Fixing dead links
Appearance
This is a documentation page about different tools that are currently being used on Wikimedia projects to identify and fix dead external links. (See: Migrate dead external links to archives for current work being done on English WP.)
In the following notes, "Progress" means: How many need to be processed? Is there a backlog? Is the number of fixes keeping up with the number of broken links identified?
Example section
[edit]Please copy this to the bottom of the page, and replace the italics with the details about your wiki.
Important: See the other language sections below, for other useful details and examples that might be relevant at your wiki.
- Tool: The name of the bot (or tool) which currently fixes these
- Active: Currently active? Inactive since when?

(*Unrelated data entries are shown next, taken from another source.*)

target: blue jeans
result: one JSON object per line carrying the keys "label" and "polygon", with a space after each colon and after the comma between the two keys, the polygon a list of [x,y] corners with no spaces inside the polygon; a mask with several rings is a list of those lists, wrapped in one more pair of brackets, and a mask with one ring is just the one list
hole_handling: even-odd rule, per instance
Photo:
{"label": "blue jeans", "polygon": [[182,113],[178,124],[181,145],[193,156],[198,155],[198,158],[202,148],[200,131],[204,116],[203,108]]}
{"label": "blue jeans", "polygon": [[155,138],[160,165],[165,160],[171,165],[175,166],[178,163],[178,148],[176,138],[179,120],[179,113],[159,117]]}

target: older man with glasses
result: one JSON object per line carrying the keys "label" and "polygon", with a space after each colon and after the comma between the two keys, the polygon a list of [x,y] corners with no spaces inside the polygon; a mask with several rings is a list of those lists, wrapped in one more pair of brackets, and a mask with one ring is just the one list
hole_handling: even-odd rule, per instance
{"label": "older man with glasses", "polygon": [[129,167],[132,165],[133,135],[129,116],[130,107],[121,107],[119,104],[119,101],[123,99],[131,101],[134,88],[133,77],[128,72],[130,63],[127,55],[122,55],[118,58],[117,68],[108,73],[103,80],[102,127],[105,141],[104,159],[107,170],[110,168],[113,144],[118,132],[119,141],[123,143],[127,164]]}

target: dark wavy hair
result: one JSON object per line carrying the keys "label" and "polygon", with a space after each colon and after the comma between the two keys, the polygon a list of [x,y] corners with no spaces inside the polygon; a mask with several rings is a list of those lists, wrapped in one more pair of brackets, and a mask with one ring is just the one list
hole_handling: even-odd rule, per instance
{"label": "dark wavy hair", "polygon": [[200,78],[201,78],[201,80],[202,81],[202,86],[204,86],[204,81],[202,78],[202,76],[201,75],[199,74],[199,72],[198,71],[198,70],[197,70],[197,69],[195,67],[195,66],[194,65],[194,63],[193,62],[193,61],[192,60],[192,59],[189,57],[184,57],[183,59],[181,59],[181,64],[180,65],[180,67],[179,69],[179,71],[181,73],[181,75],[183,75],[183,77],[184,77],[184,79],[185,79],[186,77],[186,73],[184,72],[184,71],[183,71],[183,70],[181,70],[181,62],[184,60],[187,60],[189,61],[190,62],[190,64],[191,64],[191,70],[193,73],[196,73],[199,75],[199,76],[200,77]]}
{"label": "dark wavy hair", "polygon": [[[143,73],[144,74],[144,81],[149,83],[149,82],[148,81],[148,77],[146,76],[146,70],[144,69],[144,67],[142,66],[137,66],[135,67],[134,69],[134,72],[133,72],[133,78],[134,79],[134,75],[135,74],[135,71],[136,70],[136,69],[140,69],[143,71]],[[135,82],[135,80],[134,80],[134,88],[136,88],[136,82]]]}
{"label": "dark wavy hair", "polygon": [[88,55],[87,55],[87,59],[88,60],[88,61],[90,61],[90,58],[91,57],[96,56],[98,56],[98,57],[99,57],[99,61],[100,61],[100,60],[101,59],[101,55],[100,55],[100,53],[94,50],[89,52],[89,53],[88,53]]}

- Creator/maintainer: The name of the user who runs the bot
- Bot contributions: link to w:xx:Special:Contributions/botname
- Identifies dead links: How does the bot identify deadlinks?
- Source of archive: Which website does it obtain archived-links from?
- Fix: Describe what edits the bot makes, with example links
- Notification: How does the bot notify editors of what it has fixed, if it does?
- Logs: Link to the logs, if available
- Citation templates affected: List all relevant templates (or link to an existing list)
- Other relevant links: Anything else?
- Examples: Link a few example diffs, showing exactly what the bot does in different situations
English WP
[edit]- Tool: Cyberbot II
- Active: Currently active
- Creator/maintainer: User:Cyberpower678
- Bot contributions: Contributions/Cyberbot II
- Identifies dead links: Scans pages that have been marked with Template:Dead link.
- Source of archive: Sends request to Internet Archive (link) for link to archived page
- Fix: If there's a cite template, adds archiveurl, deadurl and archivedate parameters. If there's no template, adds Template:Wayback. Removes Template:Dead link. (see below for examples)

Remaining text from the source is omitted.